Having no one to drink with in comfort and understanding, he came to spend the early part of many evenings drinking with the gray cat, for whom he had conceived an increasing dislike. Not only did it smell bad, it had taken to urinating on the floor outside its box and knocking down the clothes hamper to tear and scratch at Richardson’s dirty clothes. Richardson, who had never hated an animal in his life, no more than he had ever loved one, brooded increasingly and extensively about the gray cat.

Nothing would probably have come of this growing fixation had he not already been drunk on the evening he discovered that the cat had peed in his only pair of carpet slippers. Having noticed a pet-transport cage in one of the closets, he pounced on the unwary animal and forced it into the cage, threw on his coat, and stalked down the hill toward Fremont, muttering in counterpoint to the cat’s furious wails, as the cage banged against the side of his left knee. “Lively. Right, lively it is. Lively it bloody is.”

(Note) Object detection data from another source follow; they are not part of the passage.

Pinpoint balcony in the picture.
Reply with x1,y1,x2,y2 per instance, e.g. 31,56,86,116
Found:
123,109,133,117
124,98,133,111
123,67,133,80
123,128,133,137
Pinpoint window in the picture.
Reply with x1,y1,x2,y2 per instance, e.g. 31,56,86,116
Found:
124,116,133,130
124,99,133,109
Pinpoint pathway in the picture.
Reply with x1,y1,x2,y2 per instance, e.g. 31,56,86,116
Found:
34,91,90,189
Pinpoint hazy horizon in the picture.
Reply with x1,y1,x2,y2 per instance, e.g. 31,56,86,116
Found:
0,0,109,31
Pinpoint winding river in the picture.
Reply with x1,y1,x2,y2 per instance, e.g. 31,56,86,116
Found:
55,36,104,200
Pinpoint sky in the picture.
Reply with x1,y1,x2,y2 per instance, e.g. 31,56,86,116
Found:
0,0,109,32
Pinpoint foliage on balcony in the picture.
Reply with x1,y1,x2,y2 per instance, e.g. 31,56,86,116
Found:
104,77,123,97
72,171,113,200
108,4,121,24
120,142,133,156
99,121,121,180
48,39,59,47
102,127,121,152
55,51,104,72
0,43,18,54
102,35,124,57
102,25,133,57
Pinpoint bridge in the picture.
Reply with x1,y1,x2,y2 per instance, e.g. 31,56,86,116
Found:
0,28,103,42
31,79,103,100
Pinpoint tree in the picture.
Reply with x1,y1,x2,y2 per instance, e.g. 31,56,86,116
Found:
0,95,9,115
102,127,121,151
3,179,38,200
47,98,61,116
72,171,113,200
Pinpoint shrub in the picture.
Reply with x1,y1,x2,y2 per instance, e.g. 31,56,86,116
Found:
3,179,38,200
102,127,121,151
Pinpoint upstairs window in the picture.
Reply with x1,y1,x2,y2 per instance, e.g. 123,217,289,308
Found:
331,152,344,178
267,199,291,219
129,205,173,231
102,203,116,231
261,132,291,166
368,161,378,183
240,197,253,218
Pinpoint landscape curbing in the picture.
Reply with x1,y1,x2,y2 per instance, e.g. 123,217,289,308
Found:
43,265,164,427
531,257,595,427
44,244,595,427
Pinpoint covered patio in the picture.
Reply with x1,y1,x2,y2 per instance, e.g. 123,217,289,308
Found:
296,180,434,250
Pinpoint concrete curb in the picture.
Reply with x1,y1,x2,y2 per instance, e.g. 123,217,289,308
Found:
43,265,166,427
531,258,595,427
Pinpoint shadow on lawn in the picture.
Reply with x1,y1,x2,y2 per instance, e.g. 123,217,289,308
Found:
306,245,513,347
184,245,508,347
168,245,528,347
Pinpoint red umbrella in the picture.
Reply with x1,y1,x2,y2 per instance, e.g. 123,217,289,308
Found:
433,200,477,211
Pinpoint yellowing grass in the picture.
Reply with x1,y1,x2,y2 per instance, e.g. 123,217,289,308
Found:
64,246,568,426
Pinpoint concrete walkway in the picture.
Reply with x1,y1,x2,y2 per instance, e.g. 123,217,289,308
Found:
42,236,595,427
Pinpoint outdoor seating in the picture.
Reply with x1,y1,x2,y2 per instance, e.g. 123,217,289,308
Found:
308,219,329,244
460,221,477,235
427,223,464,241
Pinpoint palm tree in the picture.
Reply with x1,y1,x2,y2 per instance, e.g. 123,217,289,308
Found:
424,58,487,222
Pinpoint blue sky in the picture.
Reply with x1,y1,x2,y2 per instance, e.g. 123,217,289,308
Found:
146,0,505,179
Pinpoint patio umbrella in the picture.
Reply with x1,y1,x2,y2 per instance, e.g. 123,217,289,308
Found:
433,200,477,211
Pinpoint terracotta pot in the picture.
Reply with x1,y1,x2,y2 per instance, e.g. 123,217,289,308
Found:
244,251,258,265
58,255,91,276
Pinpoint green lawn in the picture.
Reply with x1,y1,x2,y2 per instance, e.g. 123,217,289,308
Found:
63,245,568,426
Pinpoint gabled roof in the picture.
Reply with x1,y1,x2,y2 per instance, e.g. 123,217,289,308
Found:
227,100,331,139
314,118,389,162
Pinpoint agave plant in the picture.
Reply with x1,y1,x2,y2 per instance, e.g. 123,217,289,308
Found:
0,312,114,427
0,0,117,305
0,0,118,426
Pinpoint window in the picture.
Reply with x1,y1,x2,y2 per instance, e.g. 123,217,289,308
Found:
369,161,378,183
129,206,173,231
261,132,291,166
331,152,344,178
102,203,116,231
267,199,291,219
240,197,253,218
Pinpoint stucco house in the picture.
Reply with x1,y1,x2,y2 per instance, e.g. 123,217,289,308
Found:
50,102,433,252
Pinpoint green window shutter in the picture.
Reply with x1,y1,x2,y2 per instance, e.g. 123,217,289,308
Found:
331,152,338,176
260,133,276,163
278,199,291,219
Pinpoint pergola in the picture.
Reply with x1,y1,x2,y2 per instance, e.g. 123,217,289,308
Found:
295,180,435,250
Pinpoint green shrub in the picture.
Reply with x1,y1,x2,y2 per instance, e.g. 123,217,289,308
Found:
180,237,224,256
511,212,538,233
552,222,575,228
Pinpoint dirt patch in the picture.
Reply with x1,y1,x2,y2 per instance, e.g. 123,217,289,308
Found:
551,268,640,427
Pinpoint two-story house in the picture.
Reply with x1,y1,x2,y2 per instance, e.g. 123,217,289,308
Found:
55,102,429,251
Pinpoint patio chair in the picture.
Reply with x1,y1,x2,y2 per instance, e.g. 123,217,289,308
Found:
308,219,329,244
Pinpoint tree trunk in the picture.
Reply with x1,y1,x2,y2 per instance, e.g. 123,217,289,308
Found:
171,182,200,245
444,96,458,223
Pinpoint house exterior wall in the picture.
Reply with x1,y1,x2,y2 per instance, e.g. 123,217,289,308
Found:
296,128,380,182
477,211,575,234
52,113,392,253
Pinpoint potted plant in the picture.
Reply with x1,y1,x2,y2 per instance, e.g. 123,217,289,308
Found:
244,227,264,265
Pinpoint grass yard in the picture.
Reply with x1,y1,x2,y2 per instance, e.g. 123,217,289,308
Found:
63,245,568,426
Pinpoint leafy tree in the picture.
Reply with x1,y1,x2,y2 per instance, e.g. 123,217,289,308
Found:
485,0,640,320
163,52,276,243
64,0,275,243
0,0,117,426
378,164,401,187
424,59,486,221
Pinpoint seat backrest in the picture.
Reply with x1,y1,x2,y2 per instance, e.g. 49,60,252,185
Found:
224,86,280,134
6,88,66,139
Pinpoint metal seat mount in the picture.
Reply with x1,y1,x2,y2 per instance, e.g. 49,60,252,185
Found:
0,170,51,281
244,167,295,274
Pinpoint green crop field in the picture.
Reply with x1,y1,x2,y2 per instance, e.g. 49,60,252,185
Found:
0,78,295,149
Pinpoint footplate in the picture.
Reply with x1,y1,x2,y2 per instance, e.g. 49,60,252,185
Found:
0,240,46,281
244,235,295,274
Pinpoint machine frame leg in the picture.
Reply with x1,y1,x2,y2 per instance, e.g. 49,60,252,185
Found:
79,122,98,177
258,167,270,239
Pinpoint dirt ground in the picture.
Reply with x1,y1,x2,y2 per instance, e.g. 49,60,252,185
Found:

Cut’n-Shoot said nothing when Richardson set the cage down facing the Troll, shouted “Lively!” and walked quickly away, paying no heed to the cat’s redoubled howling. He did look back once, but cage and bridge were both out of sight by then.

In the morning, between the expected headache and the forgotten pre-finals lecture summarizing works intended for children from A.D. 1000 to 1850, he remembered the cat only as he was locking the apartment door. There was no time to check on the cage just then; but all day long he could concentrate on almost nothing else. Along with trying to invent something to tell the cat’s owner, he became obsessed with the notion that the Humane Society would be waiting for him at the bridge with a charge of felony animal abuse — and quite possibly littering.

That evening he found the remains of the empty cage between two of the Troll’s huge fingers. The door had been ripped clean away, as had most of the front of the cage, and the rest of it had been pounded almost shapeless, as though by a hammer or a great fist. There was fur.